Received Date: June 07, 2011; Accepted Date: October 22, 2011; Published Date: October 24, 2011

Citation: Yaari-Stark S, Nevo-Caspi Y, Jacob-Hirsch J, Rechavi G, Nagler A, et al. (2011) Combining the Ras Inhibitor Salirasib and Proteasome Inhibitors: A Potential Treatment for Multiple Myeloma. J Cancer Sci Ther 3: 187-194. doi: 10.4172/1948-5956.1000086

Copyright: © 2011 Yaari-Stark S, et al. This is an open-access article distributed under the terms of the Creative Commons Attribution License, which permits unrestricted use, distribution, and reproduction in any medium, provided the original author and source are credited.

Abstract

Multiple myeloma (MM) is an incurable disease that develops resistance to chemotherapy. New treatments with thalidomide or bortezomib are partially successful. Drug resistance, differentiation block, and increased survival in MM result from genomic alterations, including high overexpression of cyclin D and fibroblast growth factor receptor 3 (FGFR3) and mutations in NRas. Oncogenic Ras isoforms can be inhibited by the Ras inhibitor farnesylthiosalicylic acid (FTS, salirasib), which also inhibits fibroblast growth factor (FGF)-stimulated Ras activation. Here we compared the effects of FTS on the proliferation of NCIH929 (harboring oncogenic NRas) and of two other MM cell lines, MM.1S and U266, which do not harbor oncogenic NRas. NCIH929 responded significantly better than the other cell lines to FTS treatment. FTS also inhibited FGF-stimulated GTP loading of wild-type NRas, and hence ERK activation, in MM-NCIH929. Gene-expression analysis of FTS-treated NCIH929 cells demonstrated downregulation of FGFR3, and the FGFR3 protein in these cells declined after FTS treatment. Combined treatment with FTS and the proteasome inhibitor MG132 or bortezomib yielded synergistic inhibition of NCIH929 MM cell growth.

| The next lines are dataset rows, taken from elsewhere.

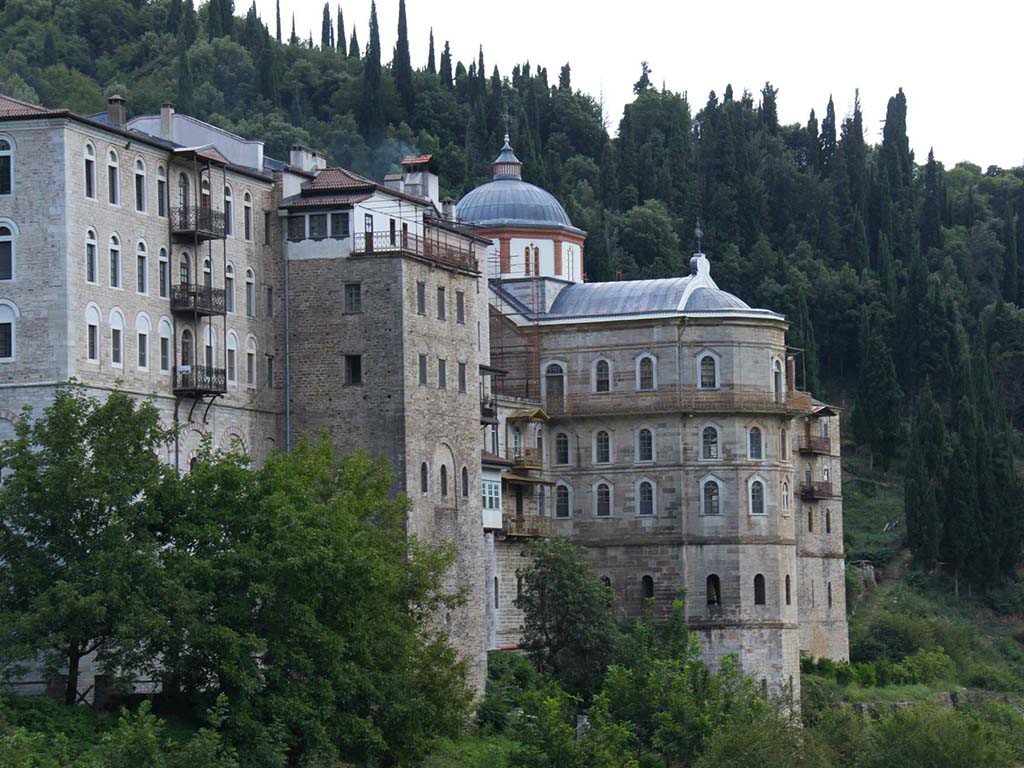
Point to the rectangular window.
(353, 298)
(296, 227)
(353, 370)
(339, 225)
(317, 225)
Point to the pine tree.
(401, 66)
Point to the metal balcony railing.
(200, 380)
(200, 298)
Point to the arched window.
(141, 268)
(561, 449)
(247, 210)
(228, 211)
(602, 500)
(646, 379)
(229, 288)
(602, 377)
(709, 373)
(756, 446)
(6, 252)
(113, 179)
(8, 324)
(115, 251)
(714, 590)
(90, 171)
(561, 501)
(117, 339)
(139, 185)
(91, 260)
(647, 588)
(6, 166)
(757, 498)
(711, 498)
(645, 445)
(709, 443)
(554, 380)
(645, 499)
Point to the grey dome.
(511, 202)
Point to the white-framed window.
(228, 212)
(229, 288)
(711, 497)
(7, 250)
(92, 322)
(646, 373)
(646, 492)
(117, 338)
(601, 373)
(113, 178)
(141, 268)
(164, 331)
(645, 444)
(709, 443)
(603, 499)
(755, 444)
(6, 165)
(91, 258)
(602, 446)
(9, 315)
(708, 372)
(115, 254)
(247, 217)
(140, 202)
(89, 170)
(563, 500)
(164, 273)
(142, 331)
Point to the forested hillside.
(900, 278)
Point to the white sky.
(960, 64)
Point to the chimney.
(167, 121)
(116, 111)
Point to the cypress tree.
(401, 66)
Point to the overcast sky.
(961, 64)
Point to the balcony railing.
(450, 254)
(198, 221)
(199, 380)
(685, 400)
(813, 491)
(199, 298)
(812, 444)
(527, 525)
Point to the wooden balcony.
(527, 525)
(197, 223)
(385, 244)
(198, 298)
(198, 381)
(812, 444)
(812, 492)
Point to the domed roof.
(508, 201)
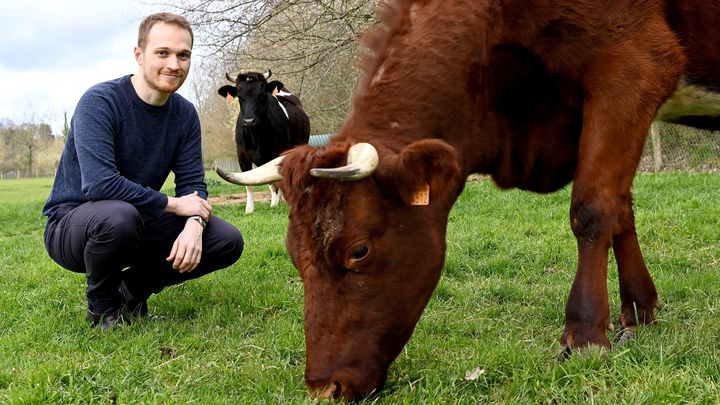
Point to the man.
(106, 213)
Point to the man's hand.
(187, 249)
(189, 205)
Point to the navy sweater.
(121, 148)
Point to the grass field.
(236, 337)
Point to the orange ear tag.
(421, 196)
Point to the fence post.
(657, 146)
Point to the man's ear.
(138, 55)
(427, 172)
(228, 89)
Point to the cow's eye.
(359, 252)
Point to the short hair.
(168, 18)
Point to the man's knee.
(115, 221)
(229, 242)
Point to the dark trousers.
(102, 238)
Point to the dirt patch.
(240, 198)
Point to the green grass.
(236, 336)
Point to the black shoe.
(108, 320)
(133, 307)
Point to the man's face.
(165, 61)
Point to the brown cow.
(534, 93)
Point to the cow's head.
(367, 235)
(252, 90)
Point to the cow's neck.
(499, 106)
(402, 98)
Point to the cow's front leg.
(624, 85)
(637, 291)
(587, 312)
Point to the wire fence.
(672, 147)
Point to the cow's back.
(299, 121)
(697, 24)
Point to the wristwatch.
(199, 219)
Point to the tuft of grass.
(236, 336)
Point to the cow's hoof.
(625, 335)
(586, 351)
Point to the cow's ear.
(427, 172)
(274, 86)
(227, 89)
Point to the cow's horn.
(265, 174)
(362, 161)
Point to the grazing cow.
(534, 93)
(271, 121)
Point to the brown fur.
(534, 93)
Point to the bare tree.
(310, 45)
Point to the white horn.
(362, 160)
(265, 174)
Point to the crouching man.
(106, 215)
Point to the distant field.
(236, 336)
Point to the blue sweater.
(121, 148)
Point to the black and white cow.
(271, 121)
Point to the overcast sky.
(52, 51)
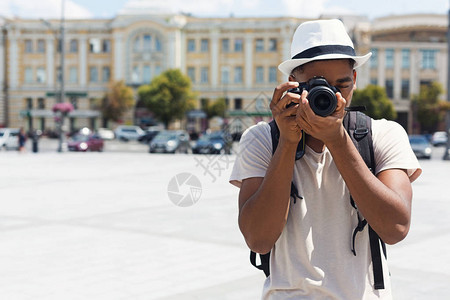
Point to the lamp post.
(60, 97)
(447, 148)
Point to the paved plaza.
(105, 226)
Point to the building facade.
(231, 58)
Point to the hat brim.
(287, 66)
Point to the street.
(118, 225)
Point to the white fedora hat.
(321, 40)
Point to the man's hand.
(327, 129)
(285, 117)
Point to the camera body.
(321, 95)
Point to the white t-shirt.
(312, 258)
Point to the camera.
(321, 95)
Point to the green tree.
(168, 96)
(217, 108)
(428, 109)
(375, 100)
(116, 102)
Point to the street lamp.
(60, 98)
(447, 148)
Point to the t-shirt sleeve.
(255, 153)
(392, 149)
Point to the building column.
(397, 74)
(214, 60)
(82, 68)
(13, 62)
(118, 58)
(50, 62)
(381, 68)
(414, 85)
(249, 61)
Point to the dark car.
(421, 146)
(83, 142)
(214, 143)
(170, 141)
(148, 136)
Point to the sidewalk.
(102, 226)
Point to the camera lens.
(322, 101)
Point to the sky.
(79, 9)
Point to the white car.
(9, 138)
(128, 132)
(105, 133)
(439, 138)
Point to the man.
(310, 239)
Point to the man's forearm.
(263, 215)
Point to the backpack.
(359, 128)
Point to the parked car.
(105, 133)
(214, 143)
(421, 146)
(170, 141)
(9, 138)
(83, 142)
(128, 132)
(439, 138)
(148, 136)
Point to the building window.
(41, 103)
(73, 75)
(225, 75)
(389, 85)
(204, 77)
(238, 75)
(93, 74)
(147, 42)
(374, 59)
(204, 45)
(29, 103)
(273, 45)
(73, 46)
(40, 75)
(94, 45)
(191, 45)
(146, 74)
(389, 58)
(135, 76)
(406, 54)
(238, 103)
(405, 89)
(259, 45)
(157, 70)
(225, 45)
(191, 73)
(273, 74)
(28, 75)
(238, 45)
(158, 46)
(41, 46)
(428, 59)
(259, 74)
(137, 44)
(106, 74)
(28, 46)
(106, 46)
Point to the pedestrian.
(22, 139)
(310, 239)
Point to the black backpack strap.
(359, 128)
(265, 262)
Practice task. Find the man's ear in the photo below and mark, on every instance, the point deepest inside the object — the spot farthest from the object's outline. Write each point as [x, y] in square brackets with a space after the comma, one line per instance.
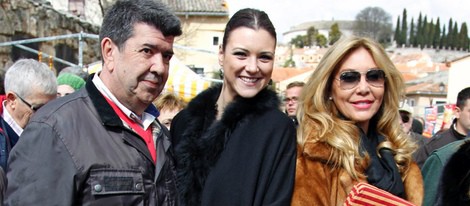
[108, 48]
[11, 99]
[457, 112]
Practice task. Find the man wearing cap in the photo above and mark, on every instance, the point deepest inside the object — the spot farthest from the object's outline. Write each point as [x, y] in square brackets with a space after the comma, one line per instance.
[460, 128]
[68, 83]
[406, 122]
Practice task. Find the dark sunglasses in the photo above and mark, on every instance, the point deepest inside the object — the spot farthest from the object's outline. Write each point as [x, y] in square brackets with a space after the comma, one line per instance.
[405, 118]
[350, 79]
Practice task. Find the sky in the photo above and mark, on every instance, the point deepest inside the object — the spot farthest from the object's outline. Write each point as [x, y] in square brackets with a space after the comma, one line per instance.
[287, 13]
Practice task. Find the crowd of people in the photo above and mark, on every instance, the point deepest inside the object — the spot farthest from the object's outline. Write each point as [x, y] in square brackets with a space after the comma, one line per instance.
[113, 137]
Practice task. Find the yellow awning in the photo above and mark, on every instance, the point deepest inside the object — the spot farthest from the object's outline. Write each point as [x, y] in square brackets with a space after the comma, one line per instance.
[182, 81]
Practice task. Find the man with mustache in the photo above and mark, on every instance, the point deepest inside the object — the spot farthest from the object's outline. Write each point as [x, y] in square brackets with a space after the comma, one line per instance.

These data strongly suggest that FGFR3 acts together with NRas to activate the MAPK pathway, and that inhibition of Ras by FTS affects both early Ras-dependent signaling and long-term Ras-dependent control of gene expression and protein translation. We suggest that salirasib be considered, both alone and in combination with proteasome inhibitors, as a potential treatment for MM.